Site icon Smells Like Infinite Sadness

The Dandy Warhols ‘Rockmaker’ Review

The Dandy Warhols ‘Rockmaker’ Review: Portland collective delivers their most rocking albums in years, featuring unexpected musical guest appearances. 

Over their 30-year career, Portland, Oregon’s The Dandy Warhols have been impossible to pigeonhole: a tad too Anglophile to fit into the U.S. rock scene, yet too aggressive and rough around the edges to defy their American roots. This made them sometimes difficult to market (although they had sizable hits with Bohemian Like You and Not If You Were The Last Junkie on Earth) but garnered them a loyal fanbase, who stuck with the group long after their 90’s success.

This has allowed the group to continue to explore their eclectic tastes, and now they have emerged with the aptly titled Rockmaker, their darkest, most rocking, grimiest album to date.

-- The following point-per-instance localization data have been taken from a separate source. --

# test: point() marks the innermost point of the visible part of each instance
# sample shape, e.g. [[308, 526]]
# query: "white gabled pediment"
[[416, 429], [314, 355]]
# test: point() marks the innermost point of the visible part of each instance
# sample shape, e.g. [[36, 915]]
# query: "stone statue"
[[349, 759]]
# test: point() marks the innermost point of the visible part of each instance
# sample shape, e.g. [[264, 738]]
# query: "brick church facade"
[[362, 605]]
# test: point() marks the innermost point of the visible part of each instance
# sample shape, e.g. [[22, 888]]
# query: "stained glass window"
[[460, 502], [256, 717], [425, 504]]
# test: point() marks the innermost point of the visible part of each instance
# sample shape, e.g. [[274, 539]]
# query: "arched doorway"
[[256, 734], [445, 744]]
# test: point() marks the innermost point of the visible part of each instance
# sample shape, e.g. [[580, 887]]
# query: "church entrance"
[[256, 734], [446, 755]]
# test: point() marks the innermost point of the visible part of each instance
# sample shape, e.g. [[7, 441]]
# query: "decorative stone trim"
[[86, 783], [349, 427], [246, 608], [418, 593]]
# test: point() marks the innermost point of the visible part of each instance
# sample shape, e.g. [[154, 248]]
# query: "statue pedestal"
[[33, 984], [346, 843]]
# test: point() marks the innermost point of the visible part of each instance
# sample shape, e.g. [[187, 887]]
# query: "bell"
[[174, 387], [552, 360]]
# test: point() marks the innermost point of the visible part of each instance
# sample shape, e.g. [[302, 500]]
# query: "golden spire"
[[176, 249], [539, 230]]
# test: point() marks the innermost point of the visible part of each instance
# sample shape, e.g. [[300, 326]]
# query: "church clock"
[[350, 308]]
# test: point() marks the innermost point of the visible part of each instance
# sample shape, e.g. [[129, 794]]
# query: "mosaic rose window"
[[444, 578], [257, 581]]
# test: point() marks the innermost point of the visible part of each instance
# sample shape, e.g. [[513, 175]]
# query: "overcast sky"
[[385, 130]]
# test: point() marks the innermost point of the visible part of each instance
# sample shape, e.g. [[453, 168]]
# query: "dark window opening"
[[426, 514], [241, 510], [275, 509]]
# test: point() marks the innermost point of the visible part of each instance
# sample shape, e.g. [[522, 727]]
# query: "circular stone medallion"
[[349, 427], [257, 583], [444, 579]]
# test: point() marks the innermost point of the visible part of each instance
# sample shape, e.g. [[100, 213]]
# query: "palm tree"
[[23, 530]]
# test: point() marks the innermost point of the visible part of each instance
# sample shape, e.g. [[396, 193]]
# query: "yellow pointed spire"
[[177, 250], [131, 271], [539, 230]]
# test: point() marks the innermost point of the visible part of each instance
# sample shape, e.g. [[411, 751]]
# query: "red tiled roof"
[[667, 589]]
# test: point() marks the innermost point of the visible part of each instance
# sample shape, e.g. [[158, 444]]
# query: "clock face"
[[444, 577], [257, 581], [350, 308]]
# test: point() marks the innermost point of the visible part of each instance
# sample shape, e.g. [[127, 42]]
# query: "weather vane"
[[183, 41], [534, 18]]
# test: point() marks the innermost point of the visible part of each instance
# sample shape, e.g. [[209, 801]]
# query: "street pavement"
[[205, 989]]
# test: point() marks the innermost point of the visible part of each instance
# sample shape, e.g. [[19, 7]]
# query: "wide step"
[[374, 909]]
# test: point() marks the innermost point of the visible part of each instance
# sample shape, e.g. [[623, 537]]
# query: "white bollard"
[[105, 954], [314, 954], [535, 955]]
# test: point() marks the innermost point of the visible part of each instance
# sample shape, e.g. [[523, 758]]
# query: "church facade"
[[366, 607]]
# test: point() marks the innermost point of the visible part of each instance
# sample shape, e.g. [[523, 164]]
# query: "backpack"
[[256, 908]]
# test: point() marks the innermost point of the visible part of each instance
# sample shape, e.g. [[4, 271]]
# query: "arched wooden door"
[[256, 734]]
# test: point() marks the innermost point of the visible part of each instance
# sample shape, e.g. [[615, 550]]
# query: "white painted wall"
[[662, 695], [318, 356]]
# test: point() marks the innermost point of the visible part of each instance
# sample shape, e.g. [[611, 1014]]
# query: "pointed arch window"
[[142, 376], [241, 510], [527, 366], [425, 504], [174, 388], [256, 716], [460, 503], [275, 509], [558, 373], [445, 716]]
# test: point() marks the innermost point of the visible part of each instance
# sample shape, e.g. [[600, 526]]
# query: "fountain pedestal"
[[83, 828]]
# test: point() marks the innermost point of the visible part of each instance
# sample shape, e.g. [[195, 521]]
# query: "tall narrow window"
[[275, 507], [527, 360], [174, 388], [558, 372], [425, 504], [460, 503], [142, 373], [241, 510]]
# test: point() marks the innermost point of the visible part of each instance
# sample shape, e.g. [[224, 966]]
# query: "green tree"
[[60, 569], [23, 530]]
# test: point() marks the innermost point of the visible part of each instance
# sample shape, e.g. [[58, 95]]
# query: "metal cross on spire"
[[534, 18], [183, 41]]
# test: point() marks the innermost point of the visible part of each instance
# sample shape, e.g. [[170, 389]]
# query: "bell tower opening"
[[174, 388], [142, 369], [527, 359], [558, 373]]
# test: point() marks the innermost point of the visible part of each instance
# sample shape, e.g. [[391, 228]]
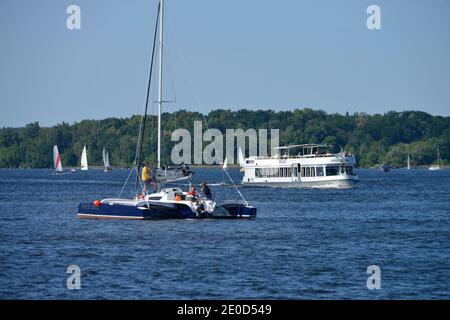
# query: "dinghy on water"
[[168, 203]]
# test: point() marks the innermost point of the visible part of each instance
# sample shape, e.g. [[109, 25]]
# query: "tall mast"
[[160, 79]]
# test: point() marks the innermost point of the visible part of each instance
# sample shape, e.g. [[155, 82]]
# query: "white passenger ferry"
[[309, 165]]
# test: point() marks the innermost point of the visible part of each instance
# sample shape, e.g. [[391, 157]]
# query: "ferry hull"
[[336, 183]]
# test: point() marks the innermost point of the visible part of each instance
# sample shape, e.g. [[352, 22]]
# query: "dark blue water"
[[304, 244]]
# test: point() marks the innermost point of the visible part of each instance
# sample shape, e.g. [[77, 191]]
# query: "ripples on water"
[[304, 244]]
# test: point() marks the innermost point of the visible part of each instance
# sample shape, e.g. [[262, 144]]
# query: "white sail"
[[241, 157], [84, 165], [439, 164], [106, 161], [57, 159]]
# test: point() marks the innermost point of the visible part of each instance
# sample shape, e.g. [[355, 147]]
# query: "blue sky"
[[254, 54]]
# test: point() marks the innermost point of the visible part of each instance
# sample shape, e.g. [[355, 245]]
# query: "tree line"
[[374, 139]]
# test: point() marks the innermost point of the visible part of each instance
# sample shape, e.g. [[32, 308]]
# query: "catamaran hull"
[[160, 212], [120, 211]]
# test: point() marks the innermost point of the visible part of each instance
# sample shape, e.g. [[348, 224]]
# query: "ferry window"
[[332, 170], [319, 171]]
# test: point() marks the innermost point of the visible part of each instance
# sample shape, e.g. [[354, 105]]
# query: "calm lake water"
[[304, 243]]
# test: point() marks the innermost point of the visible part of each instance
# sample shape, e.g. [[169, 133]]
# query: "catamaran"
[[439, 165], [84, 165], [108, 167], [168, 203], [312, 166]]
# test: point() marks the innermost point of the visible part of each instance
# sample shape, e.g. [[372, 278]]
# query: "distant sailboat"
[[57, 160], [84, 165], [439, 164], [106, 161]]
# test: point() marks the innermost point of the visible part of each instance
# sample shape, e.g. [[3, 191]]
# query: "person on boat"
[[146, 177], [206, 191], [191, 191]]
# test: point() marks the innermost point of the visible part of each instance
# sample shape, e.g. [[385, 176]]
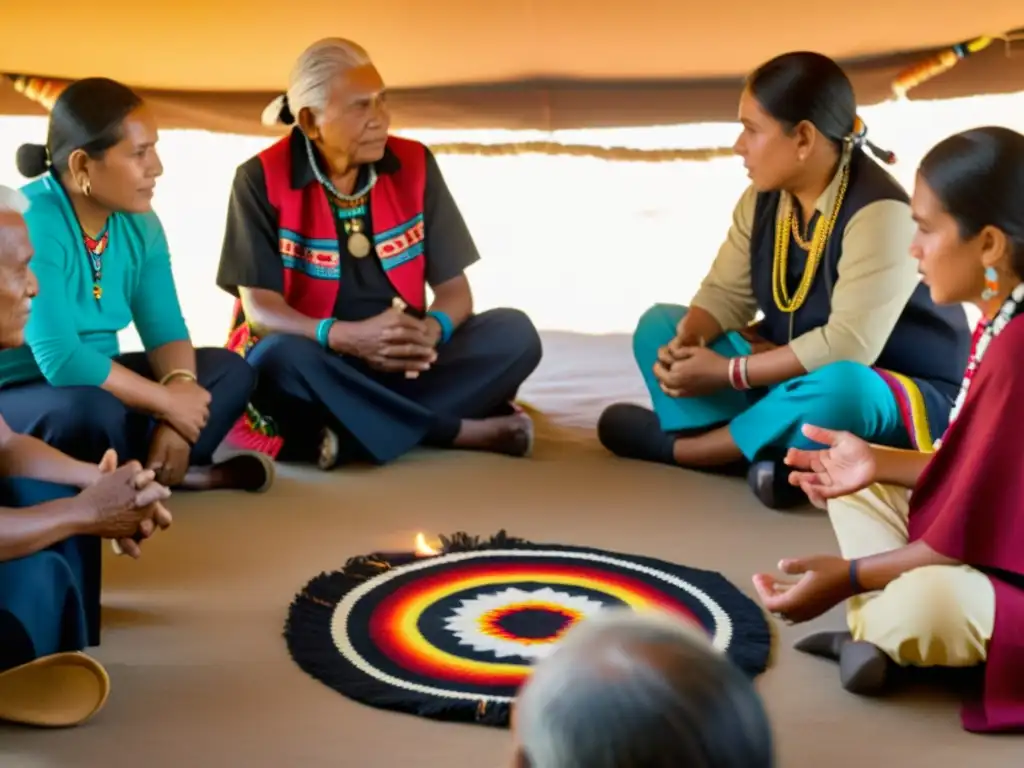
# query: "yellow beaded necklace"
[[786, 225]]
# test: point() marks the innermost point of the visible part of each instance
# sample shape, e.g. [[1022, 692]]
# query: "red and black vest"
[[310, 252]]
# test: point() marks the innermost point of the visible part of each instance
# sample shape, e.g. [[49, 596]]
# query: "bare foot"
[[250, 471], [512, 435]]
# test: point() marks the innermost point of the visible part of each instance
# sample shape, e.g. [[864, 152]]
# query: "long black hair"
[[805, 85], [87, 116], [978, 175]]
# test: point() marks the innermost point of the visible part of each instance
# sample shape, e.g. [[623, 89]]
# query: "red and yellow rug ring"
[[454, 636]]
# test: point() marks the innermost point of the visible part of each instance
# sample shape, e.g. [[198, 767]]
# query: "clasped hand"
[[125, 504], [687, 370], [395, 342]]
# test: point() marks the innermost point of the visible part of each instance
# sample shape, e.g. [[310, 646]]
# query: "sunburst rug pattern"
[[453, 635]]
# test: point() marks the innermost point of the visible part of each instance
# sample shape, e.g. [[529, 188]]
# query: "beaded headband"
[[858, 137]]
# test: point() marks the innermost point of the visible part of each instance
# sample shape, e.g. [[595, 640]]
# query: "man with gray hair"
[[632, 690], [334, 235], [53, 513]]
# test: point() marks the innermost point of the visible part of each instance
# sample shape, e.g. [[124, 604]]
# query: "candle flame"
[[422, 548]]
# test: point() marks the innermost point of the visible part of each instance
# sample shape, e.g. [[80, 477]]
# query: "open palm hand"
[[845, 467]]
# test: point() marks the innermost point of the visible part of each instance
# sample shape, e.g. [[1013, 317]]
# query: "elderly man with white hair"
[[334, 235], [53, 513], [639, 690]]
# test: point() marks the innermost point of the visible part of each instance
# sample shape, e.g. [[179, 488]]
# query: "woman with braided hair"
[[932, 565], [812, 310]]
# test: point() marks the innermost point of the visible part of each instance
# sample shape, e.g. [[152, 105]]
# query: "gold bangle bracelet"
[[180, 373]]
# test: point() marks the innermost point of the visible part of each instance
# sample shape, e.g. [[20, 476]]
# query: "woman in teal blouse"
[[102, 262]]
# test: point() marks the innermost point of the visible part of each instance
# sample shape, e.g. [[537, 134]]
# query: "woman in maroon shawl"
[[932, 545]]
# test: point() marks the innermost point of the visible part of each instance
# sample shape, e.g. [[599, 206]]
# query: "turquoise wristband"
[[448, 327], [324, 332]]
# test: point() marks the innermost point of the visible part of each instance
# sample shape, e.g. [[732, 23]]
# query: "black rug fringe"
[[307, 629]]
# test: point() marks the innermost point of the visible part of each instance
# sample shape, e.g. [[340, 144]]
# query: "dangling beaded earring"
[[991, 284]]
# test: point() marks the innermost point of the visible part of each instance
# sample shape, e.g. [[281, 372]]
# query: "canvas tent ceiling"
[[510, 64]]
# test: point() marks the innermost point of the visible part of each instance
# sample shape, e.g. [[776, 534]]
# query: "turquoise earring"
[[991, 285]]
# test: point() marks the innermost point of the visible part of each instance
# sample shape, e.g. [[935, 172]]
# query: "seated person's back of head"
[[629, 690]]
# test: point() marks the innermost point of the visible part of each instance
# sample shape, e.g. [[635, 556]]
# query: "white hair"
[[625, 688], [12, 201], [309, 83]]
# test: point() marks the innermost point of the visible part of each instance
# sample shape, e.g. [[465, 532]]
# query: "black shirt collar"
[[302, 172]]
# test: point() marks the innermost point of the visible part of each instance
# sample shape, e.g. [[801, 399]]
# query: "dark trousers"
[[84, 422], [381, 416], [49, 601]]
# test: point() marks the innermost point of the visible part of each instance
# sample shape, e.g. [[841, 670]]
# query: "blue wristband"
[[854, 580], [324, 332], [448, 327]]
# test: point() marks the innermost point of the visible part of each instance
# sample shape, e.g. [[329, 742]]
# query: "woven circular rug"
[[453, 636]]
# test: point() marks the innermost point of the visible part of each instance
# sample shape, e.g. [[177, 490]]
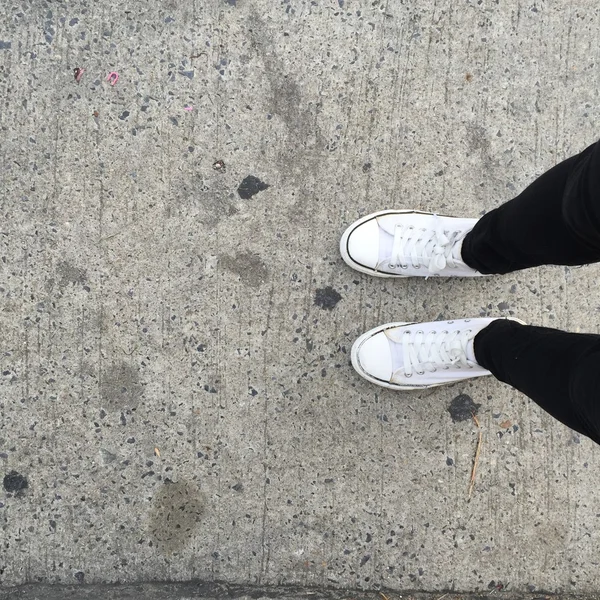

The humorously titled single Danzig With Myself is a true curiosity. Initially meant to be a Misfits style jam, it turned into something slower and stranger: a drunken shuffle featuring Frank Black on guitar with frontman Courtney Taylor-Taylor’s delayed, distorted spoken/sung vocals that speak to  present day America:

“Some days it’s just so obvious
Some days insidious
But half the people alive today
Are fucking idiots
Surely it’s they who brought about our end of days
But I’ve never been totally convinced that we deserve to be here anyways.”

Black is also featured on Love Thyself, the most straightforward track on the album, which sounds like a lost alternative pop gem from the 90’s.

The Summer of Hate takes things in a 70’s glam direction, with handclap percussion and T.Rex’ish backing vocals anchoring its disaffected vibe, before launching into I’d Like To Help Your Problem, another 70’s-drenched tune, featuring a snarling guitar solo from Slash that takes things into even more unexpected territory, while The Cross is a metal/disco hybrid that makes for one of Rockmaker’s most distinctive earworms.

That previously mentioned disaffected attitude toward our dire political present fuels much of the album, from the bummed-out funk of Root of All Evil, which features a groovy bassline and Zia McCabe’s horn-stab keys over lyrics like “The idiots rule coz they conspire/political minded people should all retire.” to It Must’ve Always Been A Thing, an electronic fueled track offering a history lesson of repetitious debauchery through the ages, fueled by “alcohol, cocaine, marijuana, nicotine” that recalls Queens of The Stone Age’s laundry list of illicit substances in Feel Good Hit of The Summer.

The album ends with another high-profile collaboration, with Blondie’s Debbie Harry providing dreamy backing vocals on the ethereal, romantic ballad I Will Never Stop Loving You, which sounds like a James Bond theme distilled through a trip-hop filter, ending things in a swirling, narcotic haze.

Rockmaker is a strident, surly triumph, and one of The Dandy Warhols best albums to date, proving they have plenty of gas left in the tank, willing to add new dynamics and experimentation to their unique sound. And they should make for some fine bangers on their current tour.